|Summary:||ASTERISK-21406: [patch] chan_sip deadlock on monlock between unload_module and do_monitor|
|Reporter:||Corey Farrell (coreyfarrell)||Labels:|
|Date Opened:||2013-04-10 19:01:45||Date Closed:||2014-03-07 16:59:03.000-0600|
|Versions:||22.214.171.124 11.4.0||Frequency of|
|Environment:||Ubuntu/quantal, eglibc-2.15-0ubuntu20||Attachments:||( 0) chan_sip-unload-deadlock-backtrace.txt|
( 1) chan_sip-unload-deadlock-debug.patch
( 2) chan_sip-unload-testfix.patch
|Description:||unload_module cancels/joins the monitor thread while holding monlock. If do_monitor attempts to lock monlock while unload_module already has it, they deadlock. do_monitor waits for monlock while unload_module waits for do_monitor to exit.
I've experienced this issue a couple of times in production when attempting to shutting down. I found the cause while running valgrind tests. I believe valgrind slowed things down so much it caused the deadlock to occur somewhat reliably. I could not replicate the issue with lock debugging enabled. I added ast_log messages to unload_module, found that they stopped while monlock was held. The valgrind testing was done with 'make samples', no changes to /etc/asterisk. I tried attaching gdb once the lock occured but it could not find symbols (probably because of valgrind).
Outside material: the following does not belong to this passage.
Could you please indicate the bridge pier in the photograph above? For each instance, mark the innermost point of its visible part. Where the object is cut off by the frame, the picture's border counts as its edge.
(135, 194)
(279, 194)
|Comments:||By: Corey Farrell (coreyfarrell) 2013-04-10 19:38:03.436-0500|
[^chan_sip-unload-testfix.patch] is a possible fix. At first I did not use sched_yield(), the ast_debug message was printed, but the deadlock was avoided. After adding sched_yield I was not been able to reproduce the deadlock and or the ast_mutex_trylock failed message.
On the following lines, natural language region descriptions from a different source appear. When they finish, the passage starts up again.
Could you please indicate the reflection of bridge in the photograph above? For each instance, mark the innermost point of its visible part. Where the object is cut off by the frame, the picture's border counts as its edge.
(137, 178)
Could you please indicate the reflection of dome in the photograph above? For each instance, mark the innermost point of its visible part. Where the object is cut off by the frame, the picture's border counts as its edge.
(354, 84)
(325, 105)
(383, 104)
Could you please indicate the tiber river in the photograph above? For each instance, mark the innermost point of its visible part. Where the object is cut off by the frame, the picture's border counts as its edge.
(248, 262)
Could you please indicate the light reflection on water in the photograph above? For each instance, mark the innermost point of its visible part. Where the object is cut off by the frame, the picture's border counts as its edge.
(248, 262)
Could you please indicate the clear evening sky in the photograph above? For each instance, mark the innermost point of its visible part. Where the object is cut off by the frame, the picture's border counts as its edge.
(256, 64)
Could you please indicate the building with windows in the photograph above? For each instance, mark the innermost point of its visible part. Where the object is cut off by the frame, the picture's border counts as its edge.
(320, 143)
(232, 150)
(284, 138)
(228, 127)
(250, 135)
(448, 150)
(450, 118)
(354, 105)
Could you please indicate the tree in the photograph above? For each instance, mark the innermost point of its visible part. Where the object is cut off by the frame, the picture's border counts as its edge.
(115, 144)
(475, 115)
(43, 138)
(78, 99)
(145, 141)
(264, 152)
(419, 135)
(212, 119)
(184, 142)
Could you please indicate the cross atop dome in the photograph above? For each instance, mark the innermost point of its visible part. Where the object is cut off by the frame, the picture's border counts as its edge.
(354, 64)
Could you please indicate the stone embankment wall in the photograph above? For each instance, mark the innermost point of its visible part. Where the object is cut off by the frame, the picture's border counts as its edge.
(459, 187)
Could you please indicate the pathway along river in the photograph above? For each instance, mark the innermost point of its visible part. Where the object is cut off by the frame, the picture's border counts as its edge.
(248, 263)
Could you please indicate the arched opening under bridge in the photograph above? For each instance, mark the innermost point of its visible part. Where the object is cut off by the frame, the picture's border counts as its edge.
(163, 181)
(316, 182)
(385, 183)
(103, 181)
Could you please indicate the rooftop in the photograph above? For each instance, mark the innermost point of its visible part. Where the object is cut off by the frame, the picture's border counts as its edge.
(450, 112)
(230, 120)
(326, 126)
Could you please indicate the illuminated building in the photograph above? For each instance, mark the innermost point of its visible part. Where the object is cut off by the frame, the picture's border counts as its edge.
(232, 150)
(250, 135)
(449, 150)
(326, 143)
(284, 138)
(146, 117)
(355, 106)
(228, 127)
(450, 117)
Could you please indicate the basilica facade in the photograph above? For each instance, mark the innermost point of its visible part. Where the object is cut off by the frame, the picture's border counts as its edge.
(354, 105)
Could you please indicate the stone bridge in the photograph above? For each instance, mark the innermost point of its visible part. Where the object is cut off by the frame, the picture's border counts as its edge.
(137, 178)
This patch has not been tested with any SIP peers/activity, it was only tested as a way to fix the specific issue.
By: David Brillert (aragon) 2013-07-18 08:07:13.596-0500
I might be experiencing the same deadlock.
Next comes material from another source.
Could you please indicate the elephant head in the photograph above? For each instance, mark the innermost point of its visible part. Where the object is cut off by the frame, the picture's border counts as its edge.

Do you have a gdb trace you can upload so I can compare traces?
By: Corey Farrell (coreyfarrell) 2013-07-31 02:58:57.528-0500
gdb backtrace is from 1.8 branch.
thread 5 is do_monitor() waiting for monlock.
thread 16 is attempting to unload chan_sip. it has monlock and is waiting for do_monitor() to exit (pthread_join)
Built without thread debugging, run within valgrind. I've been unable to reproduce this issue with thread debugging enabled. Thread debugging / deadlock detection adds a bunch of code to ast_mutex_lock, one of the calls must react to pthread_cancel.
By: Corey Farrell (coreyfarrell) 2014-02-25 18:02:37.029-0600
[^chan_sip-unload-deadlock-debug.patch] is not meant to be committed. If you attempt to unload chan_sip while do_monitor is in delay it will deadlock every time.
By: Corey Farrell (coreyfarrell) 2014-03-03 13:55:26.426-0600
Review reposted to https://reviewboard.asterisk.org/r/3284/ for switch to my new RB username.